Afubesp denuncia contratações fraudulentas do Santander ao secretário da Fazenda do Estado

A convite do deputado estadual Luiz Cláudio Marcolino, a Afubesp participou na segunda-feira (25) de reunião com o secretário da Fazenda do Estado de São Paulo, Samuel Kinoshita, com o objetivo de denunciar a transferência de trabalhadores do Santander para empresas de tecnologia que pertencem ao banco.

A medida, além de precarizar o trabalho bancário, mais parece um mecanismo de corte de gastos – uma vez que fintechs como a F1RST , Tools e Pulse (antigo SX) desfrutam de largas vantagens fiscais. Já foram transferidos mais de 12 mil trabalhadores, só para essas três empresas.

Maria Rosani, presidenta da entidade, representou – além da Afubesp – a Comissão de Organização dos Empregados (COE) do Santander na mesa, tal como as entidades sindicais que estão juntas nessa luta.

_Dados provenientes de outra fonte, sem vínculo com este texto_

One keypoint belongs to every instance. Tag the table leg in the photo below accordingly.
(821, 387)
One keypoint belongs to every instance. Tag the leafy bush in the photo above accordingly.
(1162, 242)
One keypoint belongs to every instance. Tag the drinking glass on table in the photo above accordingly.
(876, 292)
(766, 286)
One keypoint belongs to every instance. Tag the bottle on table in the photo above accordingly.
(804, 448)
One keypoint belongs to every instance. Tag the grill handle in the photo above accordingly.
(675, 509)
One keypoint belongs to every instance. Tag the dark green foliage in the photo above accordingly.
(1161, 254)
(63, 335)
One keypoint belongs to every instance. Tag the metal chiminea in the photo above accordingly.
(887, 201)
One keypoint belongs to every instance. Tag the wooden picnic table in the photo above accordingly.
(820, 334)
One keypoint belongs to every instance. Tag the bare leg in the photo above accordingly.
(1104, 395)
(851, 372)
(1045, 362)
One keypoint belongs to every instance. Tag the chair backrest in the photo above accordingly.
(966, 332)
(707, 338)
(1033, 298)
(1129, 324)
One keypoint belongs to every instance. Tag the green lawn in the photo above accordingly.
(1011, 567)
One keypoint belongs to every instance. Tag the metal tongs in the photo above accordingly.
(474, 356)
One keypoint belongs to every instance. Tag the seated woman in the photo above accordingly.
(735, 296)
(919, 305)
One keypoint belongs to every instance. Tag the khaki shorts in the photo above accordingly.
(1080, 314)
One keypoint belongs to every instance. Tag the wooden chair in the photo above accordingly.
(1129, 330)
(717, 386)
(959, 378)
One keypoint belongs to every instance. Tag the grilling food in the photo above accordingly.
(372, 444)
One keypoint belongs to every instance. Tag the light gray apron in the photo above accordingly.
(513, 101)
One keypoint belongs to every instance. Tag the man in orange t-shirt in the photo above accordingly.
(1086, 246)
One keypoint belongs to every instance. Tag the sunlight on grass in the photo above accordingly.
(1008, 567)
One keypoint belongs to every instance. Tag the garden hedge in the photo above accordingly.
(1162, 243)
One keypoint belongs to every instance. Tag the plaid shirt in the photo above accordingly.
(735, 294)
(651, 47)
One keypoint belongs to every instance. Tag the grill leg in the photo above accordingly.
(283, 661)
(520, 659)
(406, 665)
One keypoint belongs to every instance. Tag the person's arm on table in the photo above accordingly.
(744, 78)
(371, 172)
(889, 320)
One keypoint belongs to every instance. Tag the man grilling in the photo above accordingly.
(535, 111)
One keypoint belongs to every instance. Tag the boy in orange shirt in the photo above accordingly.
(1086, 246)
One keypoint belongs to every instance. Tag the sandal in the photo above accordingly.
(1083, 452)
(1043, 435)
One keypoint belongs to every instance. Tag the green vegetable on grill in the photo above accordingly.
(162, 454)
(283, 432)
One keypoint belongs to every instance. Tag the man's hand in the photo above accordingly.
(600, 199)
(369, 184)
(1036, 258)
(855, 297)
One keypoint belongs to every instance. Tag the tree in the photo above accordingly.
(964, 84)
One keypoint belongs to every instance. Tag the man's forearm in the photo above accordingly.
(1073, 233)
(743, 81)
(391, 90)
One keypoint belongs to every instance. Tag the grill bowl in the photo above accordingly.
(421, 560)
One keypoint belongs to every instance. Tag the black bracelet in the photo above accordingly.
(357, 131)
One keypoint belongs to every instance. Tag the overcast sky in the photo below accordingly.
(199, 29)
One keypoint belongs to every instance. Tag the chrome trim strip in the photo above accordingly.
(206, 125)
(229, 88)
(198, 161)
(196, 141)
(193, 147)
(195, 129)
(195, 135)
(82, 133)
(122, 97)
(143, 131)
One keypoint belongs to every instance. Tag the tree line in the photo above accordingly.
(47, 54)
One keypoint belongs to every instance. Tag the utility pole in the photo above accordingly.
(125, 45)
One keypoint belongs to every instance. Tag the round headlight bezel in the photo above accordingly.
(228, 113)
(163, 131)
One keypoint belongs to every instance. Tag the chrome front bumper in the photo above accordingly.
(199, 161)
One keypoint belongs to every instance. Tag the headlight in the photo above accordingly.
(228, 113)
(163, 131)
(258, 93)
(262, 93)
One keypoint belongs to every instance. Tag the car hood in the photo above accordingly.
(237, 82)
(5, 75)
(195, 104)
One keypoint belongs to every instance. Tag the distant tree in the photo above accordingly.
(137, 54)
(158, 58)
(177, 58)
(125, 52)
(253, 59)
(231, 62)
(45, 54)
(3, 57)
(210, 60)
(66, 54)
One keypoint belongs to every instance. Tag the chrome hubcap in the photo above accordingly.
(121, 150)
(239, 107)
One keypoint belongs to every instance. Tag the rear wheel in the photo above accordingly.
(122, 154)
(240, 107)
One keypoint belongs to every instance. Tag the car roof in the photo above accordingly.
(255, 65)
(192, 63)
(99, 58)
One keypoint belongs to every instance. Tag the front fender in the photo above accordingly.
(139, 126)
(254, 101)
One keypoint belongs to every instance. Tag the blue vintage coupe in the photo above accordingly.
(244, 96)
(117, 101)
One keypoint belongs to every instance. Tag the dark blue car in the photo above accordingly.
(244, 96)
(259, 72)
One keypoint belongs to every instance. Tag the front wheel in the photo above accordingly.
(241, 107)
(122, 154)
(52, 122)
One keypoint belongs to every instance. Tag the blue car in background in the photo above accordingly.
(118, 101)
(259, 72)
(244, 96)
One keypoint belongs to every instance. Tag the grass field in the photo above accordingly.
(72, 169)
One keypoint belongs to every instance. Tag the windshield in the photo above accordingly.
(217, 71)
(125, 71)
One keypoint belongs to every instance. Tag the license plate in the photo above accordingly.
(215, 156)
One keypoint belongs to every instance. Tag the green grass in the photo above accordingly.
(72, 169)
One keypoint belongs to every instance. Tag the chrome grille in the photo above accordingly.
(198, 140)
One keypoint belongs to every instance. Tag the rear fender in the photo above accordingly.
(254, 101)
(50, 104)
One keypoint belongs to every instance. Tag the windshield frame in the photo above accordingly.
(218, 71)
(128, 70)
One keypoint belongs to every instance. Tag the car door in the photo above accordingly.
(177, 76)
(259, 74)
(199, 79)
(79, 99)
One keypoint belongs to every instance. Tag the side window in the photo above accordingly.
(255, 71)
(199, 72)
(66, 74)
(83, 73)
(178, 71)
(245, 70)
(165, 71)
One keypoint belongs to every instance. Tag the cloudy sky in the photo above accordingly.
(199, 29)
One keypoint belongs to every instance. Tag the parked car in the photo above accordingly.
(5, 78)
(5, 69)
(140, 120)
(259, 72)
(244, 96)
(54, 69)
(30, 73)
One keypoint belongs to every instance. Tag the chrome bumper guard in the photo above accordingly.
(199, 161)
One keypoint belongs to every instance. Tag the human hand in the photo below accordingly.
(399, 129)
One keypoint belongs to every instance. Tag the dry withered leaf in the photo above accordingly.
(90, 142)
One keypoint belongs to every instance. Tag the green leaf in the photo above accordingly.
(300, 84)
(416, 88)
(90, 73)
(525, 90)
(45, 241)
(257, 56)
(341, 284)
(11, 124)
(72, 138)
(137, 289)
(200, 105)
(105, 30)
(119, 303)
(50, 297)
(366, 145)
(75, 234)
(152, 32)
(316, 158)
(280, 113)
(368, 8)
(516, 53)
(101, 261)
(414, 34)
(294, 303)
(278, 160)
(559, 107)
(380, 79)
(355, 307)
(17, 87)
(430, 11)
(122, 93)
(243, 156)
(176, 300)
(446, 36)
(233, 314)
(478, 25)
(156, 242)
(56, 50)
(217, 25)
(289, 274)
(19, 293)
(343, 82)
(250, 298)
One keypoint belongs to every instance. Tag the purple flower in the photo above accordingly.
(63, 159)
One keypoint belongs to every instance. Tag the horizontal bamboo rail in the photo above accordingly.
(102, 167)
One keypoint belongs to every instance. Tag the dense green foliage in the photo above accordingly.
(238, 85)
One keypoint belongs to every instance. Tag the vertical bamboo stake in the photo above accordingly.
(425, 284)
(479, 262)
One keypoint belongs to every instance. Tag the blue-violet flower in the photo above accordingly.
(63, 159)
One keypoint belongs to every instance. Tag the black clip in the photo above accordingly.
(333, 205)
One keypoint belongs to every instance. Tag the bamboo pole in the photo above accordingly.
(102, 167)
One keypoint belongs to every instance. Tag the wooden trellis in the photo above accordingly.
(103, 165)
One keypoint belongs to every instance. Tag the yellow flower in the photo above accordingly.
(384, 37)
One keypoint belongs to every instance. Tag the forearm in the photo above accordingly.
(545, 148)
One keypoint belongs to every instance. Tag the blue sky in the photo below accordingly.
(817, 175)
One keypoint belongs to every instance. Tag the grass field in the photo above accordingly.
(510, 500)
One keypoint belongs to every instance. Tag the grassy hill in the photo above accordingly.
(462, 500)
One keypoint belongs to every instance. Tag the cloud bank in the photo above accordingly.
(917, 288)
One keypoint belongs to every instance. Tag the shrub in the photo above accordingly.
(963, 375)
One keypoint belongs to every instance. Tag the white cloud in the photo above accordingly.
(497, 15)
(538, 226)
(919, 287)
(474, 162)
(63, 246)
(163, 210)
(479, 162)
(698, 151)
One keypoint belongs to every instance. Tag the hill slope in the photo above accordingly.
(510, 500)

Ela apresentou dados que deixam claro o efeito das contratações: “Para o banco, transferir os bancários que possuem representação sindical e direitos historicamente conquistados significa economia na folha de pagamento. Para os funcionários, isso se traduz em perdas em remuneração, benefícios, e um desamparo absurdo quanto à representação sindical e de direitos”, diz.

O secretário se comprometeu a levantar e analisar as informações.

Rosani aproveitou o ensejo para falar do problema do reajuste dos banespianos que são feitos pela Fazenda. Clique aqui para ler sobre. O jurídico da Afubesp enviará documento para a apuração do órgão e, assim que houver novidade, a associação vai noticiar.

Ainda sobre o tema das terceirizações, a dirigente Silmara Silva também representou os bancários do Santander sobre o assunto na última terça (19), desta vez no Ministério do Trabalho, em Brasília. A reunião também foi articulada pelo deputado Marcolino. Participaram do debate o ministro Luiz Marinho, o secretário de Inspeção do Trabalho Luiz Felipe Brandão e o secretário de Relações do Trabalho, Marcos Perioto. A COE Santander, por meio de sua coordenadora Wanessa de Queiroz, está à frente dos debates.

“A nossa principal denúncia na ocasião foi a precarização das relações de trabalho pelo Santander, o que fere a CCT da categoria”, disse Silmara. O ministro Marinho reconheceu a gravidade da situação e demonstrou disposição para aprofundar o tema.

Entenda

A partir de 2021, houve um registro massivo de transferência de trabalhadores lotados em áreas de tecnologia na cidade de São Paulo para a F1RST, com alteração de representação sindical. A mudança nos CNAEs (Classificação Nacional de Atividades Econômicas) desses funcionários para “Desenvolvimento de programas de computador sob encomenda” representa uma remuneração média 23% inferior à do registrado no banco.

Dados elaborados pelo Dieese mostram que a despesa com o quadro de funcionários do banco caiu de 22,7% (equivalente a R$ 2,5 bilhões) enquanto a despesa de pessoal das controladas e coligadas subiu 130,2%, o que evidencia a transferência entre as estruturas. Além disso, as fintechs do conglomerado possuem isenções tributárias.

A desoneração da folha de pagamentos garantiu isenção de R$ 177 milhões a três empresas do Grupo Santander (F1RST, Pulse e Tools) entre janeiro de 2024 a fevereiro de 2025, segundo dados do Ministério da Fazenda. Só no ano passado, o grupo teve redução de 19% nos impostos incidentes sobre o lucro – ou seja, deixou de ser recolhido um valor equivalente a R$ 1,5 bilhão.

Com isso, toda a sociedade sai no prejuízo. São milhões e milhões de reais em impostos que deixam de fomentar a saúde pública, o FGTS (Fundo de Garantia por Tempo de Serviço, o maior fundo para a habitação do país), a previdência social e a economia como um todo.